Several of you have asked about heart-healthy and gluten free recipes. As I was de-stressing this past weekend, I decided to make a homemade, heart-healthy pie crust that’s gluten free, too.
Besides embracing many of the tactics in my reducing stress blog post, I also de-stress by cooking or baking. I’ve done this since I was nine years old when I started making recipes from my mom’s Betty Crocker cookbook. Later, when I majored in Nutrition for undergraduate studies, I took several food labs that focused on food science. The net result is that I’m always experimenting in the kitchen with freestyle cooking or recipe makeovers.
The Heart-Healthy Pie Crust Makeover
Here’s a confession: I’ve never been a great at making pie crusts. I still remember family jokes about needing an axe to cut my brick-like homemade pie crust.
Fast forward to today, and I’ve solved that problem. There is no issue with overmixing or overworking the dough because this pie crust makeover doesn’t use traditional ingredients, and it doesn’t require a rolling pin. Or a pastry board. Or any other trick that you’ve learned along the way.
Instead of white flour, butter, and/or lard, I use heart-healthy ingredients: nuts, oats, extra virgin olive oil, and dates.
After mixing all the ingredients together, just place the dough in your glass pie plate, and use your hands to form the crust all around. If you were into playdough as a child, you’ll love this.
Here’s the equipment you’ll need:
- 14-cup food processor
- 9.5” glass (Pyrex®) pie plate. Mine looks like this. I’ve experimented with several different pie plates and glass is the winner. It’s sturdy, it bakes evenly, and I’ve never had an issue with a soggy or sticky crust.
- Pie crust shield – protects the outer edge of the crust from getting too brown or from burning. I use one that looks like this. An alternative to buying a pie crust shield is to create your own from aluminum foil like this.
Ingredients for a Heart-Healthy Pie Crust
- 1 ¾ cup pecans
- 1 ¾ cup organic oats (not instant oats, gluten free – if needed)
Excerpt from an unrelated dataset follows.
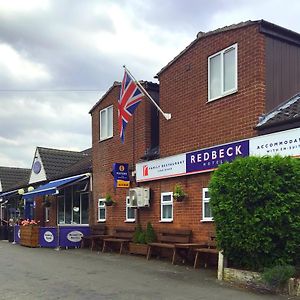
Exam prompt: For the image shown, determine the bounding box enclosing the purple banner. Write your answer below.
[14,225,20,244]
[186,140,249,174]
[39,227,58,248]
[59,226,90,247]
- 6 Medjool dates, medium to large size (don’t use Neglet Noor dates)*
- 4 tablespoons extra virgin olive oil, good quality
- ¼ cup golden flaxseed meal
- ¼ tsp. salt
- 2 tablespoons cold water
*Purchase fresh, good quality Medjool dates. They are naturally sweet, and a good source of fiber, healthy nutrients, and antioxidants that may protect your heart.
Rinse the dates, pat dry, and remove the pits. Blend the pitted dates in the food processor to form a date paste.
Next, add the pecans and oats to the food processor. Mix/process all together. If necessary, turn off the processor and remove the plug. Use a spatula to unstick the dates from the side of the food processor.
Add the flaxseed meal and salt. Mix all together.
Add the oil, and 2 tablespoons of water. Mix to form a dough. See picture above.
Place the dough in your glass pie plate.
Using your hands, evenly distribute the dough, making sure to move the dough up the sides of the glass plate.
That’s it. You don’t need to prebake. This crust works well with pies that have a creamy filling like pumpkin or chocolate, or one-crust fruit pies like blueberry or strawberry.
Use a pie crust shield to protect the visible crust from getting too brown, especially if your pie needs to bake for more than 30 minutes.
The pie pictured below baked for 33 minutes without a pie shield; the edges definitely got a bit too brown.